The two mainly addressed the controversial public option. DeGette sees it as a driver for competition, a way to drive prices down and succeed in covering all Americans.
“We actually think setting up an exchange like this with both public and private options is the best of both worlds in terms of competition and keeping rates low,” said DeGette.
Coffman sees it as a move to drive private insurers out of the health sector. He said private insurers would be unable to compete and that the Democratic plan is a “bait and switch” proposal.
“The [public option] will have an inherent competitive advantage over the private sector. I don’t think the ultimate goal is to have competition with the private sector. I think the ultimate goal is to have a single-payer health care system run by government that will in my view drive this nation further into debt by creating an entitlement.”

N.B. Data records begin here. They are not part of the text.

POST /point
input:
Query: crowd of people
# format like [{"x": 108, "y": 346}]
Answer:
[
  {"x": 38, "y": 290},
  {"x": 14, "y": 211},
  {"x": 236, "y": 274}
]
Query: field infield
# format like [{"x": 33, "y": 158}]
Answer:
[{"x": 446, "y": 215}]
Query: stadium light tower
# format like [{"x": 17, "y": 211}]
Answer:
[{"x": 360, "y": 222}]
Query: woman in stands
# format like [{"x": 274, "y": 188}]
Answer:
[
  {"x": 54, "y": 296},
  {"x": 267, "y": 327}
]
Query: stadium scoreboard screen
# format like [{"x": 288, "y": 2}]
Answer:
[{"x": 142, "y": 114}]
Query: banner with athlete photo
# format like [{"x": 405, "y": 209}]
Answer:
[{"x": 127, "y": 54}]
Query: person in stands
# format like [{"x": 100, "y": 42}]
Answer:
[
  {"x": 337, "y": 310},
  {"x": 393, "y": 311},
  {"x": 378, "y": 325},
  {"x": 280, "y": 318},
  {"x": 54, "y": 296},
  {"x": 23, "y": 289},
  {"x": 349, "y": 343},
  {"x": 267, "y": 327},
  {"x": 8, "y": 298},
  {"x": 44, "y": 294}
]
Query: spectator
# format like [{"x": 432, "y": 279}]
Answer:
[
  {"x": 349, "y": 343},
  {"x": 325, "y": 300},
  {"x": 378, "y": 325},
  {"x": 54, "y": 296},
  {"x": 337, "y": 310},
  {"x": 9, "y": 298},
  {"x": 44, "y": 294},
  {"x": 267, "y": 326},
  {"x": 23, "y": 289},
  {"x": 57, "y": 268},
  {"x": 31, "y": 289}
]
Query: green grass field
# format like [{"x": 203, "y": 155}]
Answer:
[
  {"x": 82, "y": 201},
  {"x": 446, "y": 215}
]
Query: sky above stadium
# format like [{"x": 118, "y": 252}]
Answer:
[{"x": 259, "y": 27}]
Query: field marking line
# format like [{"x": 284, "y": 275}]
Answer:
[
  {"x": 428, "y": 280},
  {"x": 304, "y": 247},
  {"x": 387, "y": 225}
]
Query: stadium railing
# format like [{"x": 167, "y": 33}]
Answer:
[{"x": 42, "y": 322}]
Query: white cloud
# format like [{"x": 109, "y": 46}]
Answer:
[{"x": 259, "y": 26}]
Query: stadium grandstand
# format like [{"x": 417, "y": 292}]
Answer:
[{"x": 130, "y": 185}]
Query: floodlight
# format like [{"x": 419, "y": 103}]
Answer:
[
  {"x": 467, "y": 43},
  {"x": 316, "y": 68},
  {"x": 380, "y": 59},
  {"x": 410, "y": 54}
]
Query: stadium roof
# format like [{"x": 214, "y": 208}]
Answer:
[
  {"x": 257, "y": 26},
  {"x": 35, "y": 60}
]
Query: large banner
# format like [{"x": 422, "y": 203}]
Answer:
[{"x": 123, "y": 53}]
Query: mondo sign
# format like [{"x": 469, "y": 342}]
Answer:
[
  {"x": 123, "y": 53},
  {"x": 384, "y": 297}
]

Videos of interviews with 9News host Adam Schrager are available online (but contain commercials). DeGette video is here. Coffman video is here.

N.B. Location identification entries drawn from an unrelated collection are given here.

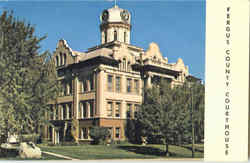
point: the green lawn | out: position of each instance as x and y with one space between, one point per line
44 157
124 151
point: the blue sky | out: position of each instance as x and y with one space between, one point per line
177 26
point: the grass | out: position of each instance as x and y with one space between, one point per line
44 157
124 151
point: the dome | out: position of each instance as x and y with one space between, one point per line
114 15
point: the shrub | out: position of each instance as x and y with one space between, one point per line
99 134
36 138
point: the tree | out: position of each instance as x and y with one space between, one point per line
28 78
166 113
99 134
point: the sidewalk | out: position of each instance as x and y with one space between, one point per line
58 155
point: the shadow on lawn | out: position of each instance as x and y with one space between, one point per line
196 149
143 150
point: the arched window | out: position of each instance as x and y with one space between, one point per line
115 35
57 61
61 59
64 58
125 37
124 64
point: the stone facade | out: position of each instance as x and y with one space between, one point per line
103 86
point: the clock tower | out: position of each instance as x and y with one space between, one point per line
115 25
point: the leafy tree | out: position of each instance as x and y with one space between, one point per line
28 77
99 134
166 112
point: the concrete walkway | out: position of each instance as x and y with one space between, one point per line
58 155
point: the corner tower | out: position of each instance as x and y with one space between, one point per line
115 25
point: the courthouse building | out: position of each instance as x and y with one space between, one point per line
103 86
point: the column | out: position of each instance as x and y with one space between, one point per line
123 110
100 92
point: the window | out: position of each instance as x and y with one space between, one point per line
136 111
115 35
124 64
91 109
109 109
61 59
129 66
81 110
57 114
51 114
110 82
117 132
110 132
83 133
70 111
137 86
125 37
85 85
117 109
64 111
91 82
118 84
129 108
64 89
129 83
64 58
70 88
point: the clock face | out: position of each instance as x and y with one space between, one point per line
125 15
105 15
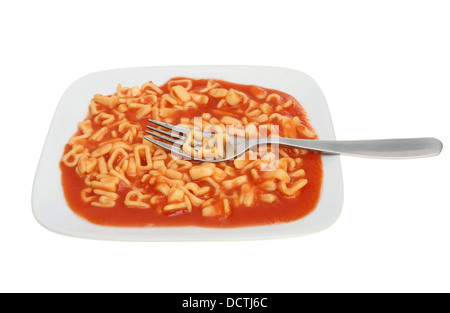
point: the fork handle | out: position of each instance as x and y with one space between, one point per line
379 148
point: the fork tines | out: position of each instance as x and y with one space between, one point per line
176 136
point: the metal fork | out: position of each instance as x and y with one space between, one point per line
404 148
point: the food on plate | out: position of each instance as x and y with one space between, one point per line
112 175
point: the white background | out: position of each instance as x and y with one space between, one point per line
384 67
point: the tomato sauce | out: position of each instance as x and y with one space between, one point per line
283 210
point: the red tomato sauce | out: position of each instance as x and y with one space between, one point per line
283 210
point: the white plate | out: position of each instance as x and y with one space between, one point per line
52 211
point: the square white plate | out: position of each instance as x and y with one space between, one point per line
52 211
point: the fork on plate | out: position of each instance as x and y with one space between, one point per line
174 138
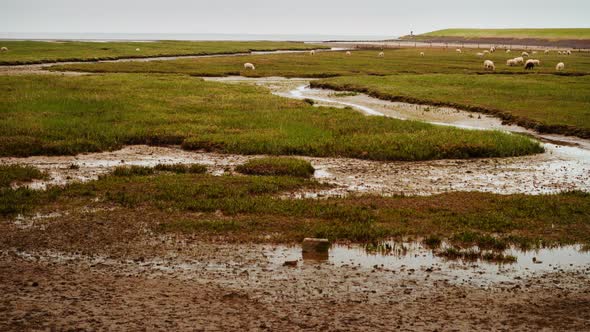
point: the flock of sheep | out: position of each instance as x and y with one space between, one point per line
528 64
487 64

In discussing his ideas, Coffman admits the need for change. He even admits the need for regulation to prevent the most egregious discriminatory practices of the insurance industry, practices that see insurers dropping sick people from the rolls, for example, and refusing coverage. Implicit in his statements is acknowledgment that the insurance and health-care industry has created vast profits for decades based on a business model that has worked very well for industry executives and shareholders but less well for consumers. Costs continue to soar but consumer rights and genuine “choice” have plummeted.

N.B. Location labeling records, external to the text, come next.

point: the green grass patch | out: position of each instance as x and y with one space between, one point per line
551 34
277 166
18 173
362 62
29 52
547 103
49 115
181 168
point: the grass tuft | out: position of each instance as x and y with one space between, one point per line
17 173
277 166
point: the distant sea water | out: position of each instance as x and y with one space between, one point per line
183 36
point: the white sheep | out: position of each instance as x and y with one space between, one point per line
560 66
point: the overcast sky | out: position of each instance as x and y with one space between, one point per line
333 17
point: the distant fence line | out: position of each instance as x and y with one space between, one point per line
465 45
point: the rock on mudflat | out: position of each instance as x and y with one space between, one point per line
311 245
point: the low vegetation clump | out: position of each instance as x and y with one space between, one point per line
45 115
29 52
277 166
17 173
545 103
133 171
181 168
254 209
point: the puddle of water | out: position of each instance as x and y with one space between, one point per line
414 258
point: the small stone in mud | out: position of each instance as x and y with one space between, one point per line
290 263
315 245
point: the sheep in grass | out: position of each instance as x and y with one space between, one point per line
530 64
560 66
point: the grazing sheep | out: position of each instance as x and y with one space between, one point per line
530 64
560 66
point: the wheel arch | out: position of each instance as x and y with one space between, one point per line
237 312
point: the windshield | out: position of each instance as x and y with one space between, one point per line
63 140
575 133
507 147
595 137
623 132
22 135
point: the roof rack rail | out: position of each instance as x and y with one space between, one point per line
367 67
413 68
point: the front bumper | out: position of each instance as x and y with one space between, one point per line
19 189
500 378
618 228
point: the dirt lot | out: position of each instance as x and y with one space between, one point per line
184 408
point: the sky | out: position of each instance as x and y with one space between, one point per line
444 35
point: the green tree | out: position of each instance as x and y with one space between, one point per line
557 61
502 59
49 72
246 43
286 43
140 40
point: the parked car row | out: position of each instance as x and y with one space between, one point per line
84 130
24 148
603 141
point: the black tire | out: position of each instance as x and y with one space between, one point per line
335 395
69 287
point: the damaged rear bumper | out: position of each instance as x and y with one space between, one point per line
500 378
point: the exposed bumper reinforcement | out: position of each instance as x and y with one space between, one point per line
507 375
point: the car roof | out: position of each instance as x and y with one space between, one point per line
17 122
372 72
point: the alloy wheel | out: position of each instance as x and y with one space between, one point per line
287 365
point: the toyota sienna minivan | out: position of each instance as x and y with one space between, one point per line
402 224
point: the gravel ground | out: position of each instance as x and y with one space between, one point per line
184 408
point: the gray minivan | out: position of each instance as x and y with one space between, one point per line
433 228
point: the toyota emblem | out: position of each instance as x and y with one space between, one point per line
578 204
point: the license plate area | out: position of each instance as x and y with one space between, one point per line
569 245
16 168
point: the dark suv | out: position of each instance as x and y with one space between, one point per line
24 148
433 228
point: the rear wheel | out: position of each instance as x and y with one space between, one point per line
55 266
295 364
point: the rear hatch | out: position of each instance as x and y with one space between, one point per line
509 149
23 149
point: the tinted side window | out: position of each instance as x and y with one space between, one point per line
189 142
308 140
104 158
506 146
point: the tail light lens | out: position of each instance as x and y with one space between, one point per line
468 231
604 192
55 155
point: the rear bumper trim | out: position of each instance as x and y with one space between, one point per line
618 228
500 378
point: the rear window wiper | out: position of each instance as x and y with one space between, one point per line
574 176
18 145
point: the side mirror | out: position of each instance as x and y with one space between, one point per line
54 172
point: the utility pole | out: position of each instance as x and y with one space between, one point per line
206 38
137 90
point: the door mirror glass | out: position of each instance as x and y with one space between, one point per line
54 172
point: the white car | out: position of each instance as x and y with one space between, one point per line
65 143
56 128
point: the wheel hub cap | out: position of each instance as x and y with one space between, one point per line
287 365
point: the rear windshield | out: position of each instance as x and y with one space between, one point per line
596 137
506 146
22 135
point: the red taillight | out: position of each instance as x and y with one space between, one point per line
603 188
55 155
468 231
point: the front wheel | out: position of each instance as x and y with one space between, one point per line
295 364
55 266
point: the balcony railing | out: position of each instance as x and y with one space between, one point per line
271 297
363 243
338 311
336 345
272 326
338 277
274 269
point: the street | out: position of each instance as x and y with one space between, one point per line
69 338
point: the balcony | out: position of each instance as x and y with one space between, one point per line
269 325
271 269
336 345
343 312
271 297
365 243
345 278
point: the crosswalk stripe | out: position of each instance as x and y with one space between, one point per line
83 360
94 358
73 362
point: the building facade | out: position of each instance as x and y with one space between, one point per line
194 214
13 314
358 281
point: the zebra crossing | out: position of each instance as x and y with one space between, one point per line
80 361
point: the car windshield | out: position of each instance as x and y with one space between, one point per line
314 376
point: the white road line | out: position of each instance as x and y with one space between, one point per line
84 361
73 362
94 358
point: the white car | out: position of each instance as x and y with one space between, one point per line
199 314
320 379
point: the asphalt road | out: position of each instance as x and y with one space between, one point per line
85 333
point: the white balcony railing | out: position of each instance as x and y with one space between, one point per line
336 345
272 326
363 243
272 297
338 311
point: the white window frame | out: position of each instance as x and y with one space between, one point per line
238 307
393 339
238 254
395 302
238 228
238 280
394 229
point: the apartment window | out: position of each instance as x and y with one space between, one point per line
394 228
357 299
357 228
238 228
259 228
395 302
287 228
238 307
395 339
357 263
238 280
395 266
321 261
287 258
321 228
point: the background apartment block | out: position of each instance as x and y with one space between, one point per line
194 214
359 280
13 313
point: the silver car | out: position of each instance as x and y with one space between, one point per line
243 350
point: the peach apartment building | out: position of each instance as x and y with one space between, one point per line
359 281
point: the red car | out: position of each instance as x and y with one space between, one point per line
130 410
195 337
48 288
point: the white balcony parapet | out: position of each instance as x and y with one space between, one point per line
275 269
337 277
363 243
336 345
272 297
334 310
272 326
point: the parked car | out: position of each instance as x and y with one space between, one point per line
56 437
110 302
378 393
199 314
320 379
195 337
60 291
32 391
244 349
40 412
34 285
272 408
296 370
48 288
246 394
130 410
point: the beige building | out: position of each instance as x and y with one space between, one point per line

Pointing to Congressional testimony offered last month by insurance industry executives, health and public policy professors Theodore Marmor and Jonathan Oberlander write in the latest issue of the New York Review of Books that the strongest case for a public plan that would protect consumers from insurance industry abuses has ironically been made by the industry itself:
The Executive from WellPoint, UnitedHealth Group and Assurant refused to end a controversial practice known as “rescission.” Under rescission, insurers retroactively cancel—often on the basis of dubious claims that policyholders haven’t disclosed their complete health histories—the coverage of those who develop expensive medical conditions. That has left many people with costly medical bills for treatments that had been previously authorized by their insurance. As Lisa Girion reported in the Los Angeles Times, the three insurers that were included in the June 16 hearing “canceled the coverage of more than 20,000 people, allowing the companies to avoid paying more than $300 million in medical claims over a five-year period.” In doing so they sought to avoid paying for the treatment of “policyholders with breast cancer, lymphoma and more than 1,000 other conditions.”
There is no stronger indictment of American private insurers or better example of the profit motive’s corrosive influence on medicine than rescission. That insurers, even with political pressure for reform, would not forswear this practice in public hearings is stunning. It also illustrates how difficult a task it will be to transform the business practices of an industry that profits from discriminating against sick people.